Extrañamente ajena al prestigio de la dinastía e incluso del hijo muerto, al que Macrino, Prefecto del Pretorio, instigador de su muerte y usurpador del trono, hubo de decretar la apoteosis elevándolo a la categoría de dios ante la amenaza de amotinamiento por parte del ejército, que lo amaba, Domna fue consciente de que había perdido el poder, y sin él no quería seguir. Las fuentes de la época no se ponen de acuerdo sobre las circunstancias de su final: asesinato, suicidio, o muerte voluntaria por inanición, posiblemente tras caer víctima de una grave enfermedad.
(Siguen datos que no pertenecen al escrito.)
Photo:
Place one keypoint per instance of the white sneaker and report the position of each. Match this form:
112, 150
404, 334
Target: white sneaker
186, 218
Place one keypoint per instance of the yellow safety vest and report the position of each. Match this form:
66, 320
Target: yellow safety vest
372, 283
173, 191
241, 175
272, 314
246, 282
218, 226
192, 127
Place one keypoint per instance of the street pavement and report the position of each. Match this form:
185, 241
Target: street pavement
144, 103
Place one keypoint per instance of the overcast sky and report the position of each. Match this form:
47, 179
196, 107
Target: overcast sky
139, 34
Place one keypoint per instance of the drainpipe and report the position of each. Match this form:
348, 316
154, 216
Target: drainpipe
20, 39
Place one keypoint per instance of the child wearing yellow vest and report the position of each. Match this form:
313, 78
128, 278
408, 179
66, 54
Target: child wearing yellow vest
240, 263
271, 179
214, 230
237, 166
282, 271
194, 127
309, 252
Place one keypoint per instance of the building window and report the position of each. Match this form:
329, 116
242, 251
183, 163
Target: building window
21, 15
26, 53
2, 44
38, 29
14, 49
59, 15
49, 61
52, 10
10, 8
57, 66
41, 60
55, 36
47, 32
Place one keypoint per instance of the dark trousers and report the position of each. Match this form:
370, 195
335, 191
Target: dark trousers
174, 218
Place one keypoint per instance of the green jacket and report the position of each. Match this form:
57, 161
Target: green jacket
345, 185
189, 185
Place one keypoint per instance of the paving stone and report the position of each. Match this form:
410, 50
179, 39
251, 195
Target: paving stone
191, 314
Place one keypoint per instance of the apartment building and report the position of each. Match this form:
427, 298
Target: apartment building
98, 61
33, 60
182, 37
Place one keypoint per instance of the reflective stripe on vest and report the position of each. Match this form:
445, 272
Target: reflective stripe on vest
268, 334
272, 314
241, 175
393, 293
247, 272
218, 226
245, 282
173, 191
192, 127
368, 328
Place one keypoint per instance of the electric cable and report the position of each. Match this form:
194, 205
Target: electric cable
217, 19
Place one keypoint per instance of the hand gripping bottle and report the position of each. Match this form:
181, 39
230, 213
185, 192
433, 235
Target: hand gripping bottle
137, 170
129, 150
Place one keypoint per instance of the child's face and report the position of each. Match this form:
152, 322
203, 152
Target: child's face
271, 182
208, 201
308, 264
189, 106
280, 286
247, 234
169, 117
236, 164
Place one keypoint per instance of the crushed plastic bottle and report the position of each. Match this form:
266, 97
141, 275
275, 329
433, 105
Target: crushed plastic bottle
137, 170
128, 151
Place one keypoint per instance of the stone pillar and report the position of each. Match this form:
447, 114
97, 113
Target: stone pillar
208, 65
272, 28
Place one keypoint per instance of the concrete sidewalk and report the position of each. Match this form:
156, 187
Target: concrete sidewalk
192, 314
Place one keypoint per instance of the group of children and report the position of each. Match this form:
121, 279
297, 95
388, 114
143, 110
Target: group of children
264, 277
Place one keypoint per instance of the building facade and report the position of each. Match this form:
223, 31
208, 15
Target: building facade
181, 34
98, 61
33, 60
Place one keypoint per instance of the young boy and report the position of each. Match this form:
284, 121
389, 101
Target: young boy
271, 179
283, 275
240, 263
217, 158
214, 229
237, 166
Esta última es la hipótesis por la que se decanta F. Ghedini, su más reciente hagiógrafa, quien considera que habría dejado este mundo conforme había vivido: con coraje, valentía y extrema dignidad, mirando de frente a la muerte como una liberación. Sus cenizas, repatriadas a Roma, serían depositadas inicialmente lejos del marido, en el mausoleo de Lucio y Cayo Césares, donde reposaban una legión de mujeres, madres y hermanas de los emperadores que hasta ese momento habían sido; agravio corregido con todos los honores y la consiguiente ‘consecratio’, también ella elevada a la categoría de diosa, apenas el primer nieto de su hermana Mesa, Heliogábalo, alcanzó el solio imperial. Julia Domna, que durante casi veinticinco años había sido el rostro y la encarnación del poder supremo -no hay más que rastrear los cientos de representaciones suyas, en todo tipo de soportes, que han sobrevivido-, seguiría así gobernando de alguna manera después de muerta, convertida en icono y modelo para todas aquellas otras que la seguirían en el tiempo, sin conseguir eclipsarla jamás; en particular su hermana y sus sobrinas, que con sorprendente habilidad consiguieron transmitir el poder imperial por vía materna.

Heliogábalo y Soemia, su madre, morirían asesinados como consecuencia de su depravación y su escaso compromiso con las labores de Estado y la tradición romana, pero Mamea -la más parecida a la tía, por carácter, cultura y capacidad intelectual- y su hijo, Severo Alejandro, se mantendrían en el poder durante catorce años; y hablo en plural porque el joven César nunca lo habría conseguido sin el apoyo de la abuela Mesa y de la madre, que acabaría conduciéndolo también al desastre de tanto protegerlo. Terminaba con ellos la dinastía de los Severos, en la que tan importante papel desempeñaron las mujeres. Ninguna, sin embargo, a la altura de Julia. Años más tarde, la también siria Zenobia pondría en evidencia de nuevo y fugazmente las capacidades femeninas al frente de las más altas responsabilidades políticas, pero habrían de pasar cuatro siglos para que la historia alumbrara a otra figura capaz de emularla: Teodora, chipriota, que conquistó el corazón de Justiniano y ocupó el trono del Imperio bizantino.